Configuration moved from constructor to initialize()

Configuration parameters are no longer accepted by PoseDetector(...). Use the no-argument constructor plus initialize(...), or keep using PoseDetector.create(...) for one-step construction.

// Before (2.x)
final detector = PoseDetector(
  mode: PoseMode.boxesAndLandmarks,
  landmarkModel: PoseLandmarkModel.heavy,
);

// After (3.0)
final detector = PoseDetector();
await detector.initialize(
  mode: PoseMode.boxesAndLandmarks,
  landmarkModel: PoseLandmarkModel.heavy,
);

// Or one step
final detector = await PoseDetector.create(
  mode: PoseMode.boxesAndLandmarks,
  landmarkModel: PoseLandmarkModel.heavy,
);

detectFromMat signature changed

The imageWidth and imageHeight named arguments have been removed.
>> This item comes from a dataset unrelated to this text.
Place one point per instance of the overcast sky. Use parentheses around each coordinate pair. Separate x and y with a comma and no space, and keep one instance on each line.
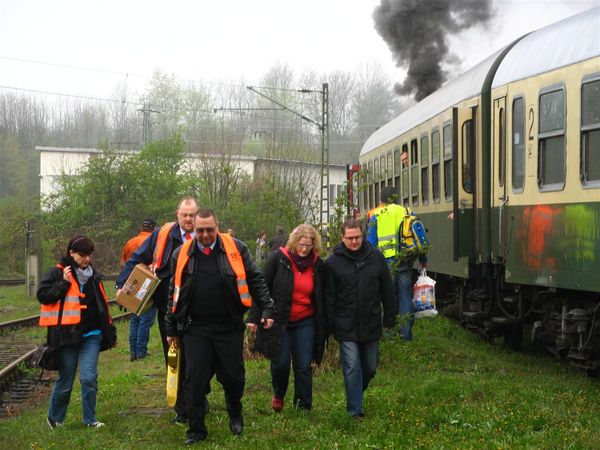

Dimensions are now read directly from the Mat.

// Before (2.x)
final poses = await detector.detectFromMat(
  mat,
  imageWidth: mat.cols,
  imageHeight: mat.rows,
);

// After (3.0)
final poses = await detector.detectFromMat(mat);

Native detect(...) decode failures now throw

On native platforms, undecodable image bytes now propagate as an error instead of returning an empty list. Wrap detect(...) in a try/catch if your 2.x call site depended on silent failure. On web, decode failure still returns an empty list because browser image decode failure does not throw.

try {
  final poses = await detector.detect(imageBytes);
  // Process poses...
} on FormatException {
  // Handle invalid or unsupported image bytes.
}

Platform note: repeated initialize() calls #

Native detectors throw StateError if initialize() is called twice without dispose(). The web detector disposes existing models and reinitializes.